Background:

Screening colonoscopy harm data are limited for adults ages 76 to 85 years.

Methods:

We conducted a retrospective cohort study of screening colonoscopies versus fecal immunochemical tests (FIT) and general population matched comparators ages 76 to 85 years within three integrated healthcare systems (2010–2019). The primary outcome was death or overnight hospitalization within 30 days. A secondary outcome also included nine harm diagnoses. Adjusted risk estimates and risk differences (RD) were obtained using Poisson regression. Narrow analyses excluded outcomes after the next lower endoscopy or colorectal procedure, whereas broad analyses included them.

Results:

Patients undergoing screening colonoscopy (N = 4,435) had a higher 10-day cumulative incidence of gastrointestinal bleeding {0.18% [95% confidence interval (CI), 0.09%–0.35%]} and perforation [0.09% (95% CI, 0.03%–0.23%)] than those with FIT (N = 17,740) and the general population (N = 44,350) in the narrow analysis.
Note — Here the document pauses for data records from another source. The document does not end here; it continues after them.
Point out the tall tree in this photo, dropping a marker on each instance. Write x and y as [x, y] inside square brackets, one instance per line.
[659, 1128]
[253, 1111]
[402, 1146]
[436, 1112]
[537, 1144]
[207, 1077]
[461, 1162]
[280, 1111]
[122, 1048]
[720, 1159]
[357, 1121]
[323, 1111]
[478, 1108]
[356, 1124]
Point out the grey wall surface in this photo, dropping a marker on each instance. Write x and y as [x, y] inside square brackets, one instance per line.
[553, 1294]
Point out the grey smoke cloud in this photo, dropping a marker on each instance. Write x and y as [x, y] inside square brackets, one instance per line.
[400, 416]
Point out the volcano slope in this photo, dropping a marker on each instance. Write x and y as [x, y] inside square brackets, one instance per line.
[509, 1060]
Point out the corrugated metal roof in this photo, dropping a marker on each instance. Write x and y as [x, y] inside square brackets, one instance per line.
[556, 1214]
Screening colonoscopy patients had a 1.04% (95% CI, 0.74%–1.34%) risk of death or hospitalization within 30 days in the narrow analysis, similar to those with FIT [RD = 0% (95% CI, −0.36% to 0.35%)] and the general population [RD = −0.07% (95% CI, −0.39% to 0.25%)]. In the broad analysis, risk following colonoscopy was 2.30% (95% CI, 1.85%–2.75%) with RD = 1.13% (95% CI, 0.67%–1.60%) versus general population [ages 76–80 years: RD = 0.93% (95% CI, 0.45%–1.41%) and ages 81–85 years: RD = 2.14% (95% CI, 0.74%–3.54%)]. Secondary outcomes followed a similar pattern by age.

Conclusion:

At ages 76 to 85 years, screening colonoscopies including downstream procedures are associated with an increased short-term risk of death or hospitalization.

Impact:

Harm data can be combined with benefit data to guide screening colonoscopy decisions among older adults.